1. - A low pressure ATV pneumatic rim, vulcanized with a pair of axially spaced heels, when we have a layer that extends between the heels and turned radially outwards around the heels, the rim having a toroidal configuration, each of the beads having a bead core comprising a coil of rolled alamb filaments, which on the rim toroidally configured prior to vulcanization, has a polygonal cross-sectional area defined by imaginary line segments making contact with the outer surfaces of the outer filaments in the heel core, the bead core being characterized by the polygonal cross-sectional area having: one base side radially inward, the base side having a length; a radiologically 1; a first side extending between the base and a prong or side radially outward, the first side inter secting the base side at a first edge to form an included alpha angle; and a second side, the second side extending between the base side and the point or side radially towards the second side by intersecting the base side to form an included beta angle, the angle alpha being on the axially inner side of the core. heel, the alpha lo being equal to beta.

2.- The uncured pneumatic rim of the rei indication 1, also characterized by the polygon cross section of bead core having a perimeter, the perimeter being defined by line segments tangent to a more external point of c of one of the filaments forming the heel core, the perimeter defining the cross-section of the bead core, the cross-sectional area of the bead core being smaller than the area of a rectangle or square having alpha and beta angles that are cluded which are same.

3. The uncured pneumatic tire of the rei indication 1, further characterized by the bead core which also has first, second, third and fourth layers of filament in the bead core.

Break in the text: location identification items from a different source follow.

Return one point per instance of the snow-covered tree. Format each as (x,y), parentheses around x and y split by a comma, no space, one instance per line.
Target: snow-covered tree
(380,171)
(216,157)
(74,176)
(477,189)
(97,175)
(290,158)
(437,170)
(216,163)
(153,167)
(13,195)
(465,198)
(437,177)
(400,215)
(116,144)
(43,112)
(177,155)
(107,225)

4. The uncured pneumatic tire of claim 1, further characterized by the length of the base side of the bead core that is greater than 6.35 mm. and less than 9.14 mm

5. - The uncured pneumatic tire of claim 1, further characterized by each of the filaments in the bead core having a diameter between 0.08 mm and 0.97 mm.

6. The uncured pneumatic tire of claim 1, further characterized by the bead core having in addition a first layer of filaments, the first layer having a width, the width of the first layer being greater than 6.35 mm and less than 9.14 mm.

7.- The bead core for use in a pneumatic rim, the bead core is characterized by: a continuous filament, the filament being arched rhytically in an annular shape towards the bead core, the bead core having a first layer of The first layer being radially innermost, the first layer having a width between greater than 6.35 mm and smaller than 9.14 mm.

8.- In combination, a pneumatic rim of low pressure ATV layers and a rim wheel, the rim characterized by: a pair of axially spaced bead cores; a frame having at least one layer, the layer having a central portion and later edge portions, each side edge portion being bent axially and radially outwardly around one of the bead cores; and, a heel heel surface, the heel taper surface being radially inward of one of the bead cores and in interface with an associated rim wheel, the bead heel surface having a length: and the rim wheel characterized by: a hump and a rim wheel flange, the rim wheel flange having a surface axially inward, the distance between the hump and the surface axially inwardly of the rim wheel being the seat heel, the length of the heel heel surface being between 80% and 125% of the height of the heel seat.

9. The radial layer pneumatic tire of the claim falls ion 8, wherein each of the bead cores is characterized by wire strands positioned relative to one another to form a base side, a radially outermost side and first and second sides extending between the base and the radially outermost side, the base l being substantially linear, the width of the base side of the bead cores being between greater than 6.35 mm and less than 9.14 mm.